My belief and where much of my research efforts are focused is that we can use the quality improvement frameworks being developed for modern healthcare systems to also improve the healthcare delivery in less developed healthcare settings as well. Global surgery is an ideal area in which to adopt these analytic models because of the process-driven nature of the surgical resource procurement (e.g., anesthesia and surgical equipment, pharmaceuticals for infection prevention and anesthesia) and direct patient care.

Outside Hôpital St. Thérèse (Hinche, Haiti)
“Global surgery” is a relatively new addition to its parent field of global health. Although the notion of surgeons from the industrialized world sharing skills and equipment with resource-scarce environments has been around for decades (largely arising out of the medical operations of the world powers’ militaries), “global surgery” as an academic interest within traditional global health circles has emerged only recently. The increasing interest in the global burden of surgical disease has largely paralleled the relatively new awareness of noncommunicable disease as a global problem.

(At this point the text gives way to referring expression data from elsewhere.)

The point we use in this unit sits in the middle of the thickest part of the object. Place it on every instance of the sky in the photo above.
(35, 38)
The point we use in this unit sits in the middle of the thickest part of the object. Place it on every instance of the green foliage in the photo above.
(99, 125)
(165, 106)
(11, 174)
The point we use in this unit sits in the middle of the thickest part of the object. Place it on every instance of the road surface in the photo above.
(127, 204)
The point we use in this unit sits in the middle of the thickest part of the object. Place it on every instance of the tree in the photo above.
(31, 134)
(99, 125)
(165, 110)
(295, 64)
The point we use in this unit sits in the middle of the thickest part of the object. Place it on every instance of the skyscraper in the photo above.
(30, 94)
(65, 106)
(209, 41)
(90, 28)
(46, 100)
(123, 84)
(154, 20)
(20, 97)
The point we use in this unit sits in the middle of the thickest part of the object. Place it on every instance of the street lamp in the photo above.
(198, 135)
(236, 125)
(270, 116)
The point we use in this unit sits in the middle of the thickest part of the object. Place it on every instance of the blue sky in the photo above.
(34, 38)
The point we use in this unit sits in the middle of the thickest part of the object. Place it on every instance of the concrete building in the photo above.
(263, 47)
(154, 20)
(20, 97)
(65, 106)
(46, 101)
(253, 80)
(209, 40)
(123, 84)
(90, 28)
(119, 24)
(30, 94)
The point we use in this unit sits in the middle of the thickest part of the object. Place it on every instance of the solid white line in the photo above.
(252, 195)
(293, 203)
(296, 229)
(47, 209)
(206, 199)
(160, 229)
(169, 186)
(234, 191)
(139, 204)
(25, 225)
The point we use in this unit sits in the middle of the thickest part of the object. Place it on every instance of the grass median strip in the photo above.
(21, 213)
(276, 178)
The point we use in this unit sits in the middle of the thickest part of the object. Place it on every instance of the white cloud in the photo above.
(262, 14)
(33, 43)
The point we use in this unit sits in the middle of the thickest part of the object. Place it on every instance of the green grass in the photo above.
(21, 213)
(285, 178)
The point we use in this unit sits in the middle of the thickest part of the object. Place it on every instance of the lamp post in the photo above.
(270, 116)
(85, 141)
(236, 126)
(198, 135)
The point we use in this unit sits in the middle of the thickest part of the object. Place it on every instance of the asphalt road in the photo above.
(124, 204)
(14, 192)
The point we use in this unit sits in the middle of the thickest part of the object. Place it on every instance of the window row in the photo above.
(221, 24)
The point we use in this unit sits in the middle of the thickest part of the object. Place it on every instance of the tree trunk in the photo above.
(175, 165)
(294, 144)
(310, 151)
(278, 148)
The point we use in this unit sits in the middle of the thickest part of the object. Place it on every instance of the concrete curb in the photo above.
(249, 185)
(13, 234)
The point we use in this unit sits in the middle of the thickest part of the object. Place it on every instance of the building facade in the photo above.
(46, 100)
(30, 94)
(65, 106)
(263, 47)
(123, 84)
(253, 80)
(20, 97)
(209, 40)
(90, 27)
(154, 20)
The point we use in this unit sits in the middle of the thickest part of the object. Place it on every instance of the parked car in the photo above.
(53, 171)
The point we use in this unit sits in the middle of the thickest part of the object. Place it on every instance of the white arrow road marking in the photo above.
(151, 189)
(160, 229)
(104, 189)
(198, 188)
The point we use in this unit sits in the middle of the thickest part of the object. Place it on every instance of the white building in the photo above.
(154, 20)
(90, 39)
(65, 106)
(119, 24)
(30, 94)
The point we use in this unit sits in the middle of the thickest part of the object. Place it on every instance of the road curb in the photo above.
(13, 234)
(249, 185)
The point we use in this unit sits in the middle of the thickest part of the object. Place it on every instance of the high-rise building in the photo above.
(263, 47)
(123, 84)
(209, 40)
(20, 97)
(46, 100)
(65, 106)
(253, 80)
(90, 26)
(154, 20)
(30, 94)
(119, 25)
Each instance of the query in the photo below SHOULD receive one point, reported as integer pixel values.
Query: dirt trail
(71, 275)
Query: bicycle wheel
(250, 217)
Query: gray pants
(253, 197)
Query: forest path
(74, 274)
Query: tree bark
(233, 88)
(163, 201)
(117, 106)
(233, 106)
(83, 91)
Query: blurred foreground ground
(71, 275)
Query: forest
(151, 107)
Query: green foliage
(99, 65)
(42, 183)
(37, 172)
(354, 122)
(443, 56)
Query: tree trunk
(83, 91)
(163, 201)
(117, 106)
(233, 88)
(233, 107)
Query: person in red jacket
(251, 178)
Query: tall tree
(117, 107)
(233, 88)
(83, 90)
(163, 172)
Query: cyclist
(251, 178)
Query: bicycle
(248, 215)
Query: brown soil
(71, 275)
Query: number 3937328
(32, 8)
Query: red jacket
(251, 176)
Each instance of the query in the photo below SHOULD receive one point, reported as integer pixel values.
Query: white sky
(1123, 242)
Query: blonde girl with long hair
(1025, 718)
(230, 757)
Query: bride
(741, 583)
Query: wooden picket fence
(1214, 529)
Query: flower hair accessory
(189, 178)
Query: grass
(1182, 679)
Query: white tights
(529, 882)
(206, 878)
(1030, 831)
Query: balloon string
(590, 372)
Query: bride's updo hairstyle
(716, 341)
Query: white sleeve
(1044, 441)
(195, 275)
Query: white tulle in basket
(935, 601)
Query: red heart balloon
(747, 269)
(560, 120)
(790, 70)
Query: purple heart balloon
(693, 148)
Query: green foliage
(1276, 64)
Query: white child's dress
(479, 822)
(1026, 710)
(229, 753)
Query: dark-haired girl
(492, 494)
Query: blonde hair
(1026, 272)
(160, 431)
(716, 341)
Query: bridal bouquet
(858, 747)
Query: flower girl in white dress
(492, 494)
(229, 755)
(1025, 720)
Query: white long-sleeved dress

I should be clear that a consensus has only just begun to form in the last 10 years around the broadening of the definition of global health. For example, although there is an increasing effort to use “global health” in a more appropriate, literal sense, many well-qualified academics still associate the term with the unique disease burden of low- and middle-income countries. Say “global health” in a professional healthcare setting and poor, non-white people suffering from malaria or HIV is what the majority of the audience will be envisioning. It is only recently that the more complex problems of noncommunicable diseases like diabetes and cancer that span the industrialized and developing world have been authentically engaged by the global health community.

Inside Hôpital St. Thérèse (Hinche, Haiti)
Within global surgery, I am most interested in the persistent difficulty we have of finding the means of providing even the most basic surgical care for all the world’s communities. Although it will be decades before the poorest countries will have the means of performing complex surgeries like spinal fusions or coronary artery bypasses, the infrastructure and skills necessary to perform hernia repairs and thyroidectomies is well within reach. These latter cases may be less “newsworthy” but they represent substantial quality-of-life improvements for patients suffering from surgically-correctable disease. Although the field of global surgery is still in its nascent stages, a number of expert bodies are catalyzing around the idea of essential surgical care (e.g., ASAP Today, WHO GIEESC) and how best to deliver it.
A note on the pictures: The pictures in this post include two from a humanitarian surgical mission I joined in June 2009. This was the first of a series of many missions (more in a later blog post). I inserted these two images here to demonstrate how even the limited infrastructure of Hôpital St. Thérèse (see “outside” photo) can provide the platform for delivering basic surgical care (see “inside” photo). The bottom picture is provided courtesy of Nick Vittone of AtlantaAperature.com.